Another example would be if your buddy keeps talking about how bad work is and how he’s stuck in a rut with searching for a new job, yet continually abuses alcohol to help ease his mind and break out of his shell. We all know this is a sign of confidence issues, or worse, depression, so you’ll definitely want to talk to him and encourage him to get help to get back on a better path for himself.

Is positive feedback a good way to help get them out of their low self-esteem rut?

People with low self-esteem might like to hear positive feedback, but, really, it only acts as a band-aid if a problem is bigger than they want to admit. It’s an old adage, but people have to learn how to love themselves before they allow anyone else to love them. That means friends, family and significant others, too, so don’t think that over-complimenting a buddy with low self-esteem will instantly get them to start thinking more positively.

Rather than just praise them with kind words over and over, telling them how great they are or how lucky they are, it’s best to encourage them to remain around other people who they trust, so not to fall deeper into negative thoughts about themselves. This may mean inviting the person with low self-esteem to new things, planning a weekly get together or simply lending them a couple ears to listen to what’s going on. Being available is the best way to give positive feedback to someone with low self-esteem, because actions always speak louder than words.
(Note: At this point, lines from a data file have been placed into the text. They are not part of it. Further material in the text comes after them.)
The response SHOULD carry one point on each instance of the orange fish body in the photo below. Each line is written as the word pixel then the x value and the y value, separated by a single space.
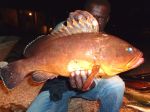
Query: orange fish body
pixel 75 46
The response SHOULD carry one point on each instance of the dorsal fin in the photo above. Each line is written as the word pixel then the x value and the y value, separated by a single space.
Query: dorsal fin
pixel 77 22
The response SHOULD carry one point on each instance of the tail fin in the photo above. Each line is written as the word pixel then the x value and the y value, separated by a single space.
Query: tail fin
pixel 10 75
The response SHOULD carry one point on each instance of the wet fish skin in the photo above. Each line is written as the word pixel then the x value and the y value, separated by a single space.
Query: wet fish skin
pixel 61 54
pixel 140 108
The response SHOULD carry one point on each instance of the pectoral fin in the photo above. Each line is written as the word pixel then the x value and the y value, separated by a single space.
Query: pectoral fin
pixel 90 79
pixel 42 76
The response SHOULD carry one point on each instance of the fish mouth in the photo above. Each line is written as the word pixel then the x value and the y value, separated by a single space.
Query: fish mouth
pixel 135 62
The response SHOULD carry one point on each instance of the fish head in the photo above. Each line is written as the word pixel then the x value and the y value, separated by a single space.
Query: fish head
pixel 117 55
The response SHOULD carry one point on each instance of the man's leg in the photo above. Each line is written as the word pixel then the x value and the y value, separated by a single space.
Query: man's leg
pixel 43 103
pixel 109 91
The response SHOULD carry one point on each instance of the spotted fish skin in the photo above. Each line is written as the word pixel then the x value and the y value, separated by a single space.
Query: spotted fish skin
pixel 77 48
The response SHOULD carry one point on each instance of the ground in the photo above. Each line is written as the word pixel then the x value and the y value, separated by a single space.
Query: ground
pixel 18 99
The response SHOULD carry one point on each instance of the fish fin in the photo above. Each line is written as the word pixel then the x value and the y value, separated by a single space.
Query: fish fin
pixel 29 48
pixel 42 76
pixel 90 79
pixel 10 77
pixel 77 22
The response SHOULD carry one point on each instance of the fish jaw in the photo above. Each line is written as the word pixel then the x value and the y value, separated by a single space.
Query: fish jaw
pixel 136 61
pixel 90 79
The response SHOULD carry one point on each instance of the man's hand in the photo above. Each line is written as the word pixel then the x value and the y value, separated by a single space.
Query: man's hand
pixel 78 78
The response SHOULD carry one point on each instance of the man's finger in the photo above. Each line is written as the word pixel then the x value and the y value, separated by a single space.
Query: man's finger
pixel 84 76
pixel 72 80
pixel 78 79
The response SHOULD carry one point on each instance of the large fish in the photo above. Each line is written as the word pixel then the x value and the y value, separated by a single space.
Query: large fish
pixel 75 44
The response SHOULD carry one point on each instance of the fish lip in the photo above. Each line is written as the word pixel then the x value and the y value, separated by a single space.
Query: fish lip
pixel 138 60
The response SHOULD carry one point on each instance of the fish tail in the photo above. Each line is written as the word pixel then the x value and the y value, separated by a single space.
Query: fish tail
pixel 11 74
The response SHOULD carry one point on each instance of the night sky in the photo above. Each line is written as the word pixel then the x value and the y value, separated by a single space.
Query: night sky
pixel 129 19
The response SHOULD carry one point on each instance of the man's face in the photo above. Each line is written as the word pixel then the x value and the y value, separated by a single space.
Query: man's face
pixel 101 13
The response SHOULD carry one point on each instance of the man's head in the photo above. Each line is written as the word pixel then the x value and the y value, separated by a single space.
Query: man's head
pixel 100 9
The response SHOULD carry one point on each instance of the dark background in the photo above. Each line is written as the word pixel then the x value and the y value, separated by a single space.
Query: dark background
pixel 129 19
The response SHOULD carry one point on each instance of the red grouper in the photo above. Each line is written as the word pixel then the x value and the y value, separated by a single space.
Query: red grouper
pixel 74 44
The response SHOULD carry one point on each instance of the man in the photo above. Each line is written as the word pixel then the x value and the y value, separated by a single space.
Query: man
pixel 56 93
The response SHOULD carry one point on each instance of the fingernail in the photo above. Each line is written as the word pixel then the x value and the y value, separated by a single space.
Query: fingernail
pixel 82 72
pixel 89 72
pixel 77 72
pixel 72 74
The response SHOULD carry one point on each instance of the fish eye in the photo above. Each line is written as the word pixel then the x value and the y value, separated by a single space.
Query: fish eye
pixel 129 49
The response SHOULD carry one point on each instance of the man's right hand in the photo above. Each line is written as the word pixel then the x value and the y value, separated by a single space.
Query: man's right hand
pixel 78 78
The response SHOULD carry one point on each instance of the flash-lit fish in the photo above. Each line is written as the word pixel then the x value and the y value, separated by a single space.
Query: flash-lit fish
pixel 73 45
pixel 140 108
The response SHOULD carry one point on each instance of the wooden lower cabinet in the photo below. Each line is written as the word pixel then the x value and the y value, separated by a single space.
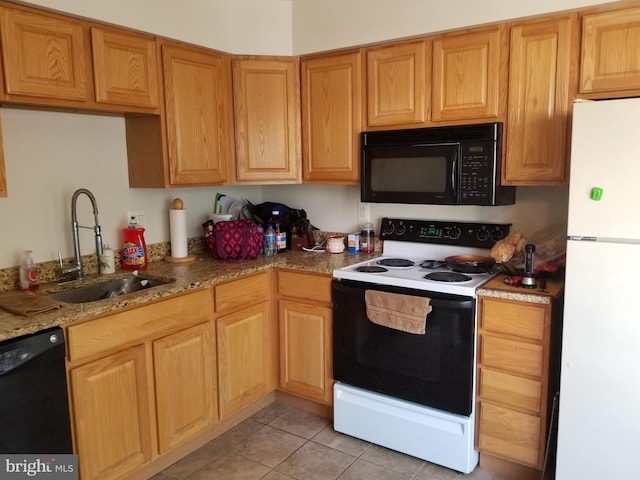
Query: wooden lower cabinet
pixel 141 381
pixel 244 347
pixel 517 379
pixel 185 366
pixel 246 341
pixel 305 321
pixel 113 414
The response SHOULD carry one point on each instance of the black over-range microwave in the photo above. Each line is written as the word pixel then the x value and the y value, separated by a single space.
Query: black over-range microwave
pixel 452 165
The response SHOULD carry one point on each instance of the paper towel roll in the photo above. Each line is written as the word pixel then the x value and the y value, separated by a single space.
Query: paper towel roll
pixel 178 228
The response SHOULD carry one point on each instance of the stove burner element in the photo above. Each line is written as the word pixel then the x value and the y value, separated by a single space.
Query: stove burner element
pixel 447 277
pixel 396 262
pixel 371 269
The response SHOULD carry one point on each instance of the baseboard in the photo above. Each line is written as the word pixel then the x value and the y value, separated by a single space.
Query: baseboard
pixel 508 469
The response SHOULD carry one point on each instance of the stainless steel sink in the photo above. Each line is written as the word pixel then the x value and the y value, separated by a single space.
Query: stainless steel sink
pixel 105 290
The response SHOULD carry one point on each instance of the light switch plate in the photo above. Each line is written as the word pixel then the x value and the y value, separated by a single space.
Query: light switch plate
pixel 138 215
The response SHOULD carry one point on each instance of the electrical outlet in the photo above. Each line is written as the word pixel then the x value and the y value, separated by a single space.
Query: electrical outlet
pixel 138 216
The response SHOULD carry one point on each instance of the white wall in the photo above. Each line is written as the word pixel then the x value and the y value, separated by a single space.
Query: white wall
pixel 235 26
pixel 49 155
pixel 320 25
pixel 335 208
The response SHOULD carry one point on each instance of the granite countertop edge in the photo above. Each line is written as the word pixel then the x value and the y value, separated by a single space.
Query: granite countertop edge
pixel 204 271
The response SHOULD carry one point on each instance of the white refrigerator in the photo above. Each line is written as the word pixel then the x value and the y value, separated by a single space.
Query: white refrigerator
pixel 599 414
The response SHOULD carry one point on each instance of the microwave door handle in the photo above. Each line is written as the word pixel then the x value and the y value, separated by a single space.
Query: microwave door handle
pixel 454 173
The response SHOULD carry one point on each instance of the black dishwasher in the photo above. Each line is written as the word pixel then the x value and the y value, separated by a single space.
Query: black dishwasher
pixel 34 410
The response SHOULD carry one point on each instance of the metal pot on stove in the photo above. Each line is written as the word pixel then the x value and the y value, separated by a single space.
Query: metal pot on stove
pixel 471 264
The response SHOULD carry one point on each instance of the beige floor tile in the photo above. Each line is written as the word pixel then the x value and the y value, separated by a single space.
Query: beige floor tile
pixel 315 462
pixel 273 475
pixel 392 460
pixel 431 471
pixel 238 433
pixel 231 467
pixel 195 460
pixel 269 446
pixel 339 441
pixel 300 423
pixel 363 470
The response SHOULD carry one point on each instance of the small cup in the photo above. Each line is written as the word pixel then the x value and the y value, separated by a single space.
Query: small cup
pixel 106 261
pixel 335 244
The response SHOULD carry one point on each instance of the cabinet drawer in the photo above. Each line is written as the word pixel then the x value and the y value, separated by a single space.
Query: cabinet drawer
pixel 515 318
pixel 508 434
pixel 131 326
pixel 511 355
pixel 305 286
pixel 512 390
pixel 240 293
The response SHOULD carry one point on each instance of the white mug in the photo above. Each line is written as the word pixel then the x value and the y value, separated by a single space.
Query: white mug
pixel 335 244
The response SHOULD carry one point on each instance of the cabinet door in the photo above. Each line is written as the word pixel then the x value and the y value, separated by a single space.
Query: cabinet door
pixel 332 118
pixel 397 90
pixel 44 56
pixel 510 434
pixel 197 86
pixel 266 100
pixel 245 352
pixel 185 379
pixel 542 75
pixel 306 351
pixel 610 64
pixel 470 76
pixel 125 68
pixel 112 414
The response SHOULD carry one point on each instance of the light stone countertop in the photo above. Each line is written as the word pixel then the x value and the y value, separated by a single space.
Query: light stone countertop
pixel 498 289
pixel 202 272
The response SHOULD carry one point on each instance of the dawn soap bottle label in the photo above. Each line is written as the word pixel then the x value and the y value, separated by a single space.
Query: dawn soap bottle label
pixel 134 249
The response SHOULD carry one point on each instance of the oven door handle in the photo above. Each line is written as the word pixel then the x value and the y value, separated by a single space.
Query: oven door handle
pixel 452 304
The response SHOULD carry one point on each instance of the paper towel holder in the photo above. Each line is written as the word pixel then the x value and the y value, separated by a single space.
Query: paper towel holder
pixel 178 204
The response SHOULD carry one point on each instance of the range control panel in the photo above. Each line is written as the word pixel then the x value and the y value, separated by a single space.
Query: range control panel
pixel 467 234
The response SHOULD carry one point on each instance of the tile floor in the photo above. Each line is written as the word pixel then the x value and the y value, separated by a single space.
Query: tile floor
pixel 284 443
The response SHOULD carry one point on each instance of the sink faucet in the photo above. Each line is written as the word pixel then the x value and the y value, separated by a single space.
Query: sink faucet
pixel 77 264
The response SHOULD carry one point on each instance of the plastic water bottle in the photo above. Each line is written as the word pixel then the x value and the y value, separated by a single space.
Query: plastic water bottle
pixel 270 241
pixel 281 234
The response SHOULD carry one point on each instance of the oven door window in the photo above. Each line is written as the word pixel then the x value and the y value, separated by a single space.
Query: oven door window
pixel 410 174
pixel 434 369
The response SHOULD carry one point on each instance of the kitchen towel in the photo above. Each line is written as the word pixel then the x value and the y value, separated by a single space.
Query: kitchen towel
pixel 178 228
pixel 400 312
pixel 27 303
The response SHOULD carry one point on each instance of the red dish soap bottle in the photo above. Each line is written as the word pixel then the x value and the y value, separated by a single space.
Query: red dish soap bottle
pixel 134 249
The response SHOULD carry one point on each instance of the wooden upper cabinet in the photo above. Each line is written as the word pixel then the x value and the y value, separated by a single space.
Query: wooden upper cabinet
pixel 185 377
pixel 3 173
pixel 470 76
pixel 45 56
pixel 610 65
pixel 125 68
pixel 542 79
pixel 332 117
pixel 266 99
pixel 398 86
pixel 197 88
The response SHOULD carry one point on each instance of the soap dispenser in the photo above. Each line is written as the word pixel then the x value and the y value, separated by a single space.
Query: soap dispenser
pixel 28 272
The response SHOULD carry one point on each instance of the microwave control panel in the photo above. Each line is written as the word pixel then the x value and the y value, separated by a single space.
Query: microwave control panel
pixel 477 173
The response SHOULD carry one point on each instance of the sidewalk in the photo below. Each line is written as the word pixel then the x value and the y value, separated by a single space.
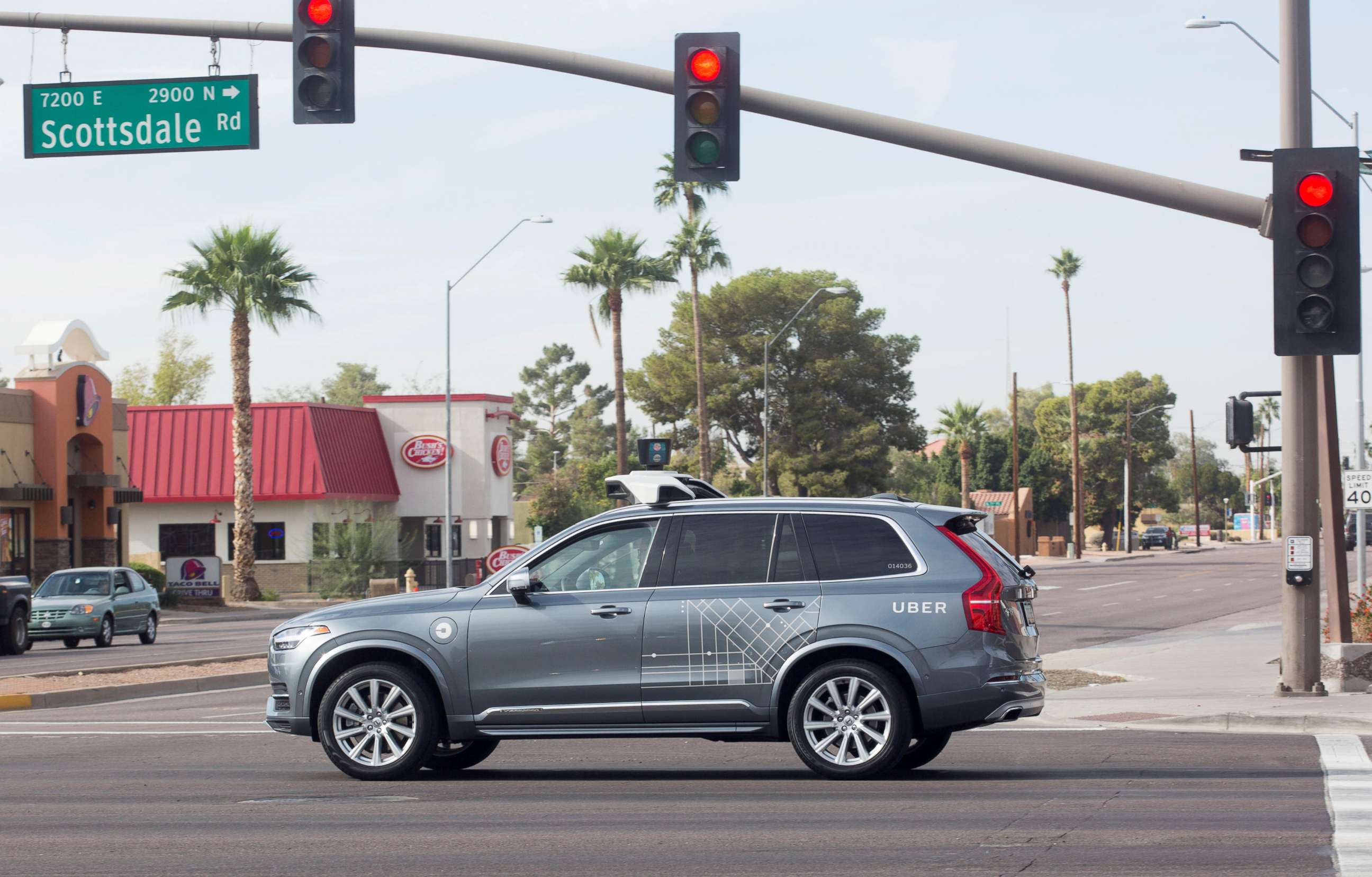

If all else fails, how can I help a guy who’s experiencing low self-esteem?

Assuming you’ve done everything you can to be available for your friend without sacrificing your own mental health, when it gets to the point where it’s starting to be taxing on you every time the two of you are together, that’s when you need to demand he gets professional help. It’s one thing for a person’s low self-esteem to impact only them, it’s a different animal when it’s weighing on the minds of other people who want to help but he’s not accepting of it.

You don’t want to necessarily give an ultimatum of, “if you don’t get help, I really don’t want to hangout anymore,” or anything, but you do want to put pressure on him to identify there’s a problem that’s affecting people he cares about and, because he’s been unwilling to make positive changes, he’s now forced to make changes on his own.